Michael James-Deramo grew up in the Blue Ridge Mountains. He saw the environmental violence of coal mining and was a founder of the Virginia Student Environmental Coalition — educating, launching get-out-the-vote efforts. And then Trump was elected. “His election emphasized how powerless we felt working within the system. It made us want to build our own power rather than appealing to people in power.” James-Deramo’s anti-capitalist consciousness grew as he landed on the key insight that “the whole system prioritizes wealth.” And although James-Deramo and colleagues found the exhilaration of direct action against the pipeline, it took a toll on his health. The book is clear-eyed that people are not struggle-units — they get tired, they get discouraged, and they lose hope.

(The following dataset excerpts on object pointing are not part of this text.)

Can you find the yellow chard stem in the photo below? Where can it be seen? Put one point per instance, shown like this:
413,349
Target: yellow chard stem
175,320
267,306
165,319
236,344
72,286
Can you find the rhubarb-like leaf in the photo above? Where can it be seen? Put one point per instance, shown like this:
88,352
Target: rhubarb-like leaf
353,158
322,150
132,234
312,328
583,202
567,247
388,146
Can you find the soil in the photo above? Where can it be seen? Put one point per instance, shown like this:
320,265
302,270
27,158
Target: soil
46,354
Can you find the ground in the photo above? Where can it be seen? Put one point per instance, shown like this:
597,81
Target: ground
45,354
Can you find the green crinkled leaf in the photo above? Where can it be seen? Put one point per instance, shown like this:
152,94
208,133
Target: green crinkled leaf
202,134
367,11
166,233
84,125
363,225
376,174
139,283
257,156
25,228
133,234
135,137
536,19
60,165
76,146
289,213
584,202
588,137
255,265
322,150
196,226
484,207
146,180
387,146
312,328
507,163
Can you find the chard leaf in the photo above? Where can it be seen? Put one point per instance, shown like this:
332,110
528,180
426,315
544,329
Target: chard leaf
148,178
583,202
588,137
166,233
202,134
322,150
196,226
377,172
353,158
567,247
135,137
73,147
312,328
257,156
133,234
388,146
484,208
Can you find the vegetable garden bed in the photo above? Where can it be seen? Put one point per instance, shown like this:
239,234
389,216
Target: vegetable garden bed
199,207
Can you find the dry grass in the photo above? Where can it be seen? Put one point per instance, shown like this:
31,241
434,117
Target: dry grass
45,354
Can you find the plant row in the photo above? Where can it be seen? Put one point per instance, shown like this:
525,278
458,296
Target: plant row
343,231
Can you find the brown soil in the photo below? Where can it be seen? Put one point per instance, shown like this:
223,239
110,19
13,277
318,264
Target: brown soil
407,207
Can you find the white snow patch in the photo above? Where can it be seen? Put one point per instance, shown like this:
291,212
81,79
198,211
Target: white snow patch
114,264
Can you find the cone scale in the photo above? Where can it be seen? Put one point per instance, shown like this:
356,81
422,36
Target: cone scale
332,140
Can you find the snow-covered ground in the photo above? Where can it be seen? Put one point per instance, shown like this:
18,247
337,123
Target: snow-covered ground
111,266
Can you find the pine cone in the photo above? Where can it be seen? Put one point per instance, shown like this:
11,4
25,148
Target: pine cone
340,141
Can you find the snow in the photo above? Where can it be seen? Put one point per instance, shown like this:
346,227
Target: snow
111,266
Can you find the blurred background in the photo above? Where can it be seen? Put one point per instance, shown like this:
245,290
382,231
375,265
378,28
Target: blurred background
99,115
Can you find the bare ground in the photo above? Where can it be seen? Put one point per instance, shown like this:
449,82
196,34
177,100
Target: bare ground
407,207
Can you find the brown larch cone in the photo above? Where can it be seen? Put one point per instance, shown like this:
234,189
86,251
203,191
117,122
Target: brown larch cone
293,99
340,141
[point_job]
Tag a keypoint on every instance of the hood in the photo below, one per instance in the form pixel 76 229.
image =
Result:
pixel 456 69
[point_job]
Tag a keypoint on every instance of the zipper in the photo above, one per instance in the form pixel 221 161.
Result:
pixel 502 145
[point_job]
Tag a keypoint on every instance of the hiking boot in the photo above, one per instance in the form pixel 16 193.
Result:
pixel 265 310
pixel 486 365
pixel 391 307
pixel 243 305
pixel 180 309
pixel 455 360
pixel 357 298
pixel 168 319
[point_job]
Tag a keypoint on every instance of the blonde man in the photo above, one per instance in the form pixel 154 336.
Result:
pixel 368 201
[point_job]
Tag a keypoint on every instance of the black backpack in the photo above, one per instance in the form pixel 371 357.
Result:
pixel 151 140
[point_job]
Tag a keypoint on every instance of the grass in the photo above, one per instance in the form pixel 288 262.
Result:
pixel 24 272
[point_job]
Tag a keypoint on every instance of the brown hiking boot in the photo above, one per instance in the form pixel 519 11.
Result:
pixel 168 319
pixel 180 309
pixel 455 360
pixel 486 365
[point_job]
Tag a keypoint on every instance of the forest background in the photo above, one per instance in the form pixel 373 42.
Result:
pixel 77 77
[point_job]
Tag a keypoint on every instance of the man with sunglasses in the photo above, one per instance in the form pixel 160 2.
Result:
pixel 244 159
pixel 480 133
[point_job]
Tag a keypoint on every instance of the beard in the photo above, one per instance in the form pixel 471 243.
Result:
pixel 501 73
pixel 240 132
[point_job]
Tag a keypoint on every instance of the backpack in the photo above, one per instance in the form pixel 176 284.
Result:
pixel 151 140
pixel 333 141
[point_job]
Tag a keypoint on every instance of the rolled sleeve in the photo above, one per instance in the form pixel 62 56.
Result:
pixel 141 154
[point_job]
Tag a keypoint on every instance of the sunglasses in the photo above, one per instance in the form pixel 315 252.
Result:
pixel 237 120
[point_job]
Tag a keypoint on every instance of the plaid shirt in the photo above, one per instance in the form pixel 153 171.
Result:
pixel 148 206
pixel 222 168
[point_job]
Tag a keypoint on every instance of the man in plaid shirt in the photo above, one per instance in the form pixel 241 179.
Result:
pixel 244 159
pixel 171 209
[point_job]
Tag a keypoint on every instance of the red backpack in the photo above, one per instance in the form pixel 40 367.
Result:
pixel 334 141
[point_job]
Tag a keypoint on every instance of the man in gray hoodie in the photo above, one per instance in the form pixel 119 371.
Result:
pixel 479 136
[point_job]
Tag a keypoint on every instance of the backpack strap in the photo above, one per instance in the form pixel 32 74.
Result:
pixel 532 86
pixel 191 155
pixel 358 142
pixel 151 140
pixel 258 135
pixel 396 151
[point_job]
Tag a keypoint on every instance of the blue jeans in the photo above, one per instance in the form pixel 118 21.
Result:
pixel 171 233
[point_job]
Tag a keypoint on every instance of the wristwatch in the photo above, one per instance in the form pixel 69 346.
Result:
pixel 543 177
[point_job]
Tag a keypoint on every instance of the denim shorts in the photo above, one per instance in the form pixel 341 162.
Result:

But Nalamalapu’s conversations with James-Deramo reveal his resilience: “Can you think of anything more beautiful than standing alongside those you love and staring hopelessness, isolation, and collapse in the face?”
Desirée Shelley is a member of the Monacan Nation (also with Polish roots). She urges place-based communities: “Because if you’re not connected to the land you live on, you might not fight as hard to protect it.” Shelley grew up in Baltimore but moved to Roanoke County, Virginia, to be closer to her ancestral homeland. “By reincorporating our Native traditions into my life, I grew increasingly connected to the land.” But the Mountain Valley Pipeline threatened the land, and even crossed Indigenous burial mounds on Bent Mountain: “I went to Bent Mountain and saw an Eastern Siouan burial mound like those built by the Yesah people.” This sparked Shelley’s commitment to fight the MVP, even though it did not cross the land she personally lived on.
But, no. There was no balloons-in-the-air victory over the Mountain Valley Pipeline. West Virginia’s Joe Manchin, the despicable senator from the coal industry, extorted Joe Biden and got the final approval for the MVP. So we lost. And yet.
Holler calculates victories and losses not only in terms of pipelines built or pipelines stopped, but in terms of the consciousness nurtured, the flowering of intersectional organizing, the ties between diverse communities, and the commitment of so many to continue to work for something better. Nalamalapu writes: “As the world I know collapses because of human greed and extraction, all I have is these warm hearts. And this gentle breeze.”
We need more Hollers — books that chronicle and celebrate the capacity of ordinary people to imagine and build toward a new world.